In August company
The only difference was the absence of a voluble crowd, especially on the Western Terrace. Otherwise, this could have been a facsimile of the opening day at Headingley in August 2002. The passage of time has caused a few roles to change though. Gautam Gambhir, Indian cricket's new Mr. Reliable led the way today, helped along by a man who showed fleeting signs of the player he once was. The partnership was uncannily similar, even in terms of numbers, and India will no doubt hope that the result too is repeated over the next four days.
Back then, Rahul Dravid was the main man, in the midst of a five-year run of excellence that would cement his reputation as one of the greats of the modern game. His accomplice was three months older, and is these days still seen doing his duty for Railways in the Ranji Trophy. No one would ever say that Sanjay Bapusaheb Bangar belongs in the highest echelons of the Indian game, but the part he played in one of its greatest Test victories can never be underestimated.
He opened that day and few expected him to put up more than token opposition against an attack of Matthew Hoggard, Andrew Caddick, Andrew Flintoff and Alex Tudor. He was on five when Virender Sehwag edged one to second slip, and Dravid walked out to yet another crisis situation.
By the time they were parted 67.3 overs later, India had added 170. In bowler-friendly conditions, Sourav Ganguly's gamble to bat first had reaped spectacular rewards. He and Sachin Tendulkar would flay a tiring attack in spectacular fashion the following evening, building on Dravid's monumental 148 as India built up an unassailable position.

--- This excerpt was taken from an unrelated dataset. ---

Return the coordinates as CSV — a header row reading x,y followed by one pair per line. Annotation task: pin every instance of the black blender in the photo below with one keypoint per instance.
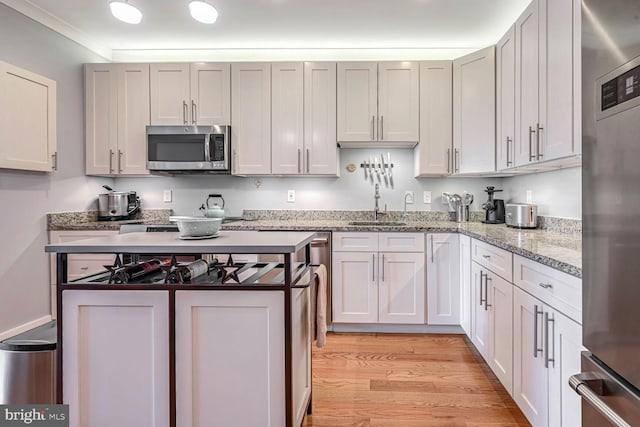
x,y
494,208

Such was Dravid's mastery of those conditions that it was impossible to ever imagine him in a Bangar-like role, eking out runs through sheer strength of will. On another day, Daryl Harper might have given him out leg before to Stuart Broad almost as soon as he arrived at the crease, and given his recent luck, it would have surprised no one if one of the several deliveries that seamed past the bat took a thin outside edge.
They didn't though, and slowly, the runs started to come. A magnificent pull off James Anderson was followed by a stunning on-drive off Flintoff, while Monty Panesar, the only player out there who was probably even lower on confidence, was twice driven through the covers with impeccable timing.
A scorching clip through midwicket off Stuart Broad hinted at a more fluent afternoon, but the shutters were downed abruptly in the hour before tea.
Having reached 39 from 87 balls, it took him another 64 deliveries to bring up his 50. Gambhir too was more subdued than usual, though Broad bowling way wide of his off stump didn't exactly help the scoring rate. At Headingley, it took Dravid 220 balls to score his century. Here, Gambhir achieved the feat in an over less. Bangar's contribution to the partnership had been 68.
|Back then [in 2002], Rahul Dravid was the main man, in the midst of a five-year run of excellence that would cement his reputation as one of the greats of the modern game. His accomplice was Sanjay Bangar, and the part he played in one of its greatest Test victories can never be underestimated.|
At Mohali, by the time the partnership reached 170, Dravid had contributed 64. It wasn't pretty, but it was just as effective.
You certainly wouldn't assess Gambhir's innings the same way though. Some would point to those carves over gully as evidence of a reckless nature. Others will see them as the strokes of a man who knows he can do pretty much as he wants once he settles in. Already, there have been 16 partnerships over 50 with Sehwag [in just 34 innings] and all the signs are there that he could become a nuggety Justin Langer-like foil.
But even as he basked in the limelight of a second successive century at Mohali, Gambhir didn't forget his stolid ally. "We were 6 for 1 and the ball was doing a bit when he came out to bat," he said. "The way he handled the seam bowling was fantastic."
It eventually took him and Dravid four balls less to accumulate 170 runs, and the grey skies prevented an examination against the second new ball. India though had much to feel satisfied about at the end of day one. After the helter-skelter run chase inspired by Sehwag, this was old-fashioned Test cricket, with two committed batsmen staving off a disciplined attack.
The best sides don't only play at one pace, and under Mahendra Singh Dhoni, they have shown that they're not too proud to take small steps if bigger rewards await.